Esas Sayısı : 1970/44

Karar Sayısı : 1970/42

Karar tarihi : 17/11/1970

Davacı : Türkiye işçi Partisi.

Dâvanın konusu : Türkiye Cumhuriyeti Anayasa'sının 124. maddesi uyarınca İstanbul ili ile Kocaeli Merkez ve Gebze ilçelerinde 16/6/1970 günü saat 21.00 den itibaren bir ay süre ile sıkıyönetim ilâm hakkındaki Bakanlar Kurulu Kararının T. B. M. M. Birleşik Toplantısının 17/6/1970 gününde ve 14 üncü birleşiminde onaylanmasına dair 17/6/1970 günlü ve 228 sayılı Kararın ve bu kararın süresini 16/7/1970 tarihinden itibaren iki ay süre ile uzatılması hakkında T. B. M. M. Birleşik Toplantısının 15/7/1970 gününde ve 18 inci birleşiminde alman 15/7/1970 günlü ve 231 sayılı Kararın Anayasa'ya aykırılığı ileri sürülerek iptali istenilmiştir.

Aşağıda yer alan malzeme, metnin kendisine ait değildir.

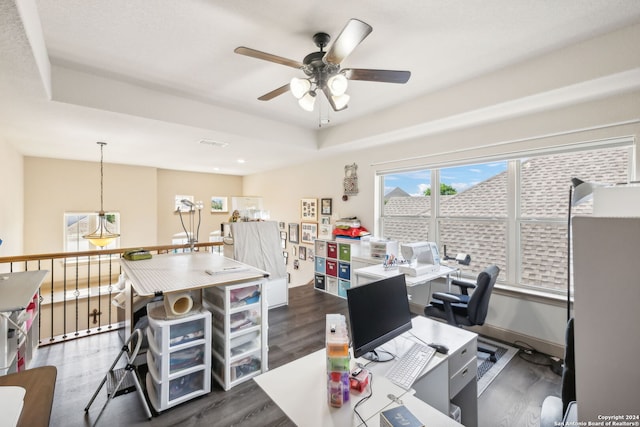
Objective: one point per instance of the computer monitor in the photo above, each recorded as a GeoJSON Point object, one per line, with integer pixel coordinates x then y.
{"type": "Point", "coordinates": [378, 312]}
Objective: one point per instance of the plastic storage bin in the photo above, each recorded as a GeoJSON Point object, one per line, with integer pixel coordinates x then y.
{"type": "Point", "coordinates": [178, 358]}
{"type": "Point", "coordinates": [239, 349]}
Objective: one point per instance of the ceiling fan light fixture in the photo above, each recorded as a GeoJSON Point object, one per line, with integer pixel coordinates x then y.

I- İptal isteminin gerekçesi özeti :

1. Görev ve yetki yönünden :

Sıkıyönetim ilânının onanması ve süresinin uzatılması, şeklen karar adı ile ortaya çıkmakta ise de, bu yasama işlemi, maddî niteliği ve yapısı itibariyle bir kanun durumundadır. Vatandaşlar için uyulması zorunlu tasarrufların ancak kanun şeklinde yapılabileceği açık bir gerçektir. T. B. M. M. Birleşik Toplantısında ve karar adı .altında alınmış olsa da, vatandaşlar için uyulması mecburi tasarruf niteliğini taşıyan her yasama organı işleminin yargı denetimi içinde bulunması tabiîdir. Nitekim Anayasa Mahkemesinin Kuruluşu ve Yargılama Usulleri Hakkındaki Kanun'un geçici 5. maddesinin üçüncü fıkrası da, kanun adını taşımamakla beraber kanun mahiyetindeki sair metinlerin de Anayasa yargısına tabi tutulacaklarını belirtirken, hürriyetler sistemini ve Anayasa'nın üstünlüğü ilkesini sağlama bağlamak için sadece kanunların Anayasa yargısına tabi tutulacaklarını değil, kanun niteliğinde olan metinlerinde bu denetime konu olabileceklerini açıklamıştır. Sıkıyönetim ilânının onanması ve süresinin uzatılması gibi, bütün özgürlükleri bir süre için askıya alan veya kısıtlayan bir yasama işleminin yargı denetimi dışında bırakılabileceğini düşünmek, Anayasa'mızın temel ilkeleri ve getirdiği sistem karşısında mümkün değildir. Bu, Anayasa'mızın, hürriyetlerin genel rejimiyle ilgili 11/1 maddesinin, Hukuk Devleti ilkesinin (Md. 2) ve Devlet işlemlerinin yargısal denetimini öngören demokratik yapısının gereğidir.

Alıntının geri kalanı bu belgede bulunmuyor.